The Korean government has announced plans to submit legislation cutting the corporate tax rate to parliament by the end of this month, with the aim of reducing the rate over the latter part of this year, if the proposals are approved.

Confirming announcements made earlier this year, the Finance Ministry reiterated that the corporate tax rate would initially be cut from 25% to 22%, with the rate to be cut still further in coming years, bringing it down to between 10% and 20% by 2013.

Minimum tax rates are also set to be reduced from 13% to 10%, according to the Finance Ministry.

The department revealed that the tax cuts are taking place two years ahead of schedule.

Speaking last month with regard to the rationale behind the planned tax cuts, Vice Finance Minister, Choi Joong Kyung observed that: "A high corporate tax rate scares away investors, takes away chances of creating new jobs."

He explained that:

"South Korea is faced with various difficulties including rising oil and grain prices. We have to take steps and make an environment so companies will invest, because all economic indicators point downwards, meaning the economy is entering a downturn."

Later that month, the government also announced that it hoped to increase the attractiveness of the country's free economic zones (FEZs) by extending tax breaks, reducing operating costs, and making it quicker and easier to invest and work in the zones.

Following a National Competitiveness Commission meeting in late May, Knowledge Economy Minister, Lee Youn-ho revealed that tax breaks and exemptions available to companies establishing themselves in FEZs are likely to be extended from five years to seven, and that red tape is to be dramatically reduced in the area of establishing new businesses in the zones, in order to speed the process.

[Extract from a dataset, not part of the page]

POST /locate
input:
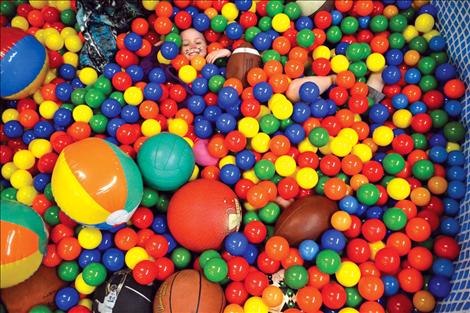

Additionally, in order to attract the desired five foreign universities and 10 high-tech laboratories to FEZs by 2012, entry requirements will be reduced for investors and workers.

According to official reports, the government plans to force competition amongst the country's six FEZs by allocating support according to how successful they are in attracting investment.

The Ministry of Knowledge Economy may also seek the creation of a designated law to govern FEZs, Lee reportedly revealed.